Now even after rechecking and cleaning the plugs and springs..on my test run last night I noticed the same issue coming up hill a few misfire type hesitations, the stabile track warning came up with a blinking check engine, as I leveled off the hill the check engine went away, but the stabile track turned to check traction control and stayed in the screen. then getting back to my garage I shut off engine and the warning was gone, I ran a scan fro trouble codes but none had saved. 
I am still waiting for delivery of the new coil, in the mean time I will be checking the negative cable as well.


----------



## mitchd123 (Jul 27, 2015)

*@amandalynn did you ever find out what the problem was?

Same problem tonight. Driving down the highway and then no power and both traction control light and Stabilitrak service came on with the engine light. I pulled over and the engine was running really rough. I was glad it wasn't a transmission problem. I was about 100 miles from home and I was able to get it home, but no power whatsoever going up hills, engine was shaking. I could barely go 60mph with it floored. It seemed like a really bad vacuum leak. I will pull the engine codes tomorrow. I did notice the voltage was extremely low, (dropped to 13.1 volts) and then came back up to 14.5 after about 10 minutes of driving at night. I turned off all electrical except my headlights. My battery is very old, and I plan to check the cables as well. The car also had a burnt smell to it, like burnt rubber and tar. It's a 2014 LTZ with 64k miles. I replaced the valve cover at ~50k, and checked the PVC. I'm hoping the PVC isn't shot. For the past few weeks I'd occasionally get a thump when I accelerated.
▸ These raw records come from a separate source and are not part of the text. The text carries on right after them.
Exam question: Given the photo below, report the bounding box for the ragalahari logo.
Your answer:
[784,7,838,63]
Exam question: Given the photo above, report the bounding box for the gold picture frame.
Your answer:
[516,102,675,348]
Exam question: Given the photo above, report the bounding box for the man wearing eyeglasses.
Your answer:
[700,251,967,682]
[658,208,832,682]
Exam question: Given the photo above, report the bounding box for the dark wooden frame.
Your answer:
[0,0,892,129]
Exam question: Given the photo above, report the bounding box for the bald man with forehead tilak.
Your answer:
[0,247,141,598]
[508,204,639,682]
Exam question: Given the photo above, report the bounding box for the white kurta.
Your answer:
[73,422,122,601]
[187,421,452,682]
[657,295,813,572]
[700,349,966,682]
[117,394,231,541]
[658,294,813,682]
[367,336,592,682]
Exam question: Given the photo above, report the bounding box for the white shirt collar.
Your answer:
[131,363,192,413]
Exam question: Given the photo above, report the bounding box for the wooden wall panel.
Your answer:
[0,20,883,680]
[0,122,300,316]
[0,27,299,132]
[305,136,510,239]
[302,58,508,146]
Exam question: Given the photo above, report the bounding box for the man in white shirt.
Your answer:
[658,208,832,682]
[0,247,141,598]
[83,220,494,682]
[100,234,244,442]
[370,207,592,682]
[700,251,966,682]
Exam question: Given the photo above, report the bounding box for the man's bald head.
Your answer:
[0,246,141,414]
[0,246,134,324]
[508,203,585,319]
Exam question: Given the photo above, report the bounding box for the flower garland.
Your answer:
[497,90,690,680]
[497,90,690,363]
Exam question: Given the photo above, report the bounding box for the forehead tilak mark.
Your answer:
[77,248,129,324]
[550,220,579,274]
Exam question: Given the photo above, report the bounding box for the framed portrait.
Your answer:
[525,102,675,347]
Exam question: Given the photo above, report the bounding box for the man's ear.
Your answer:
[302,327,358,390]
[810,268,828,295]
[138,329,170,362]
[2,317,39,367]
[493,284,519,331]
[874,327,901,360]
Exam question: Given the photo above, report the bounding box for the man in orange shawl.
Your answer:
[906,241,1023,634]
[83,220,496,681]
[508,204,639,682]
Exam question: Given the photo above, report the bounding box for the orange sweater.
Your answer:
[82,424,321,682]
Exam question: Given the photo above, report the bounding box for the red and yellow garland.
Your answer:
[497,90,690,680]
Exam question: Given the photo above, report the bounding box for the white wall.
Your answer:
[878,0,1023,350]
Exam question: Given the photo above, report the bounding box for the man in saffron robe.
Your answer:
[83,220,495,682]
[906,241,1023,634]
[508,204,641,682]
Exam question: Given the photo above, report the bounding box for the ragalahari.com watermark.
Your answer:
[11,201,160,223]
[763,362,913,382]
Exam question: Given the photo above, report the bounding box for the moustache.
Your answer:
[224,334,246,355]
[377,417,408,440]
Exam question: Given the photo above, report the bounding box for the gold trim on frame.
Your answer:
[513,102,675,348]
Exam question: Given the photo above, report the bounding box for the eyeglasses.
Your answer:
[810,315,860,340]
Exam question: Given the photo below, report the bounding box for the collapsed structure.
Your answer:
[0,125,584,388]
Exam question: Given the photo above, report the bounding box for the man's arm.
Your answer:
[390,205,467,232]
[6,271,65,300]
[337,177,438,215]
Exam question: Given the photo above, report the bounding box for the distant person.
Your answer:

I couldn't figure out of the transmission/torque convertor were slipping, or if it was a bad engine mount, or something else. It wouldn't do it all the time. When I opened the hood, I did hear a hissing sound which makes me think vacuum leak or bad PVC, etc. *


----------



## Blasirl (Mar 31, 2015)

mitchd123 said:


> *@amandalynn did you ever find out what the problem was?
> 
> Same problem tonight. Driving down the highway and then no power and both traction control light and Stabilitrak service came on with the engine light. I pulled over and the engine was running really rough. I was glad it wasn't a transmission problem. I was about 100 miles from home and I was able to get it home, but no power whatsoever going up hills, engine was shaking. I could barely go 60mph with it floored. It seemed like a really bad vacuum leak. I will pull the engine codes tomorrow. I did notice the voltage was extremely low, (dropped to 13.1 volts) and then came back up to 14.5 after about 10 minutes of driving at night. I turned off all electrical except my headlights. My battery is very old, and I plan to check the cables as well. The car also had a burnt smell to it, like burnt rubber and tar. It's a 2014 LTZ with 64k miles. I replaced the valve cover at ~50k, and checked the PVC. I'm hoping the PVC isn't shot. For the past few weeks I'd occasionally get a thump when I accelerated. I couldn't figure out of the transmission/torque convertor were slipping, or if it was a bad engine mount, or something else. It wouldn't do it all the time. When I opened the hood, I did hear a hissing sound which makes me think vacuum leak or bad PVC, etc. *


2011-2016 Cruze 1.4 PCV Valve Cover/Intake Manifold Issues

2011-2016 Cruze 1.4L PCV System Explained

GM 1.4L Turbo Intake Manifold PCV Valve Fix Kits


----------



## mitchd123 (Jul 27, 2015)

For others who come across this problem of "*traction control light and Stabilitrak service" *lights on and loss of engine power, my problem turned out to be a bad coil pack. It was getting dark and I removed the engine cover with the motor running. Being slightly dark, I could see the coil pack arcing on the head. I replaced the coil pack, and the car runs great. The traction control light and Stabilitrak service have gone out. GM should be ashamed of turning these lights on. Horrible diagnostic and nothing to do with traction control or Stabilitrak service.


----------



## ChevyGuy (Dec 13, 2014)

mitchd123 said:


> The traction control light and Stabilitrak service have gone out. GM should be ashamed of turning these lights on. Horrible diagnostic and nothing to do with traction control or Stabilitrak service.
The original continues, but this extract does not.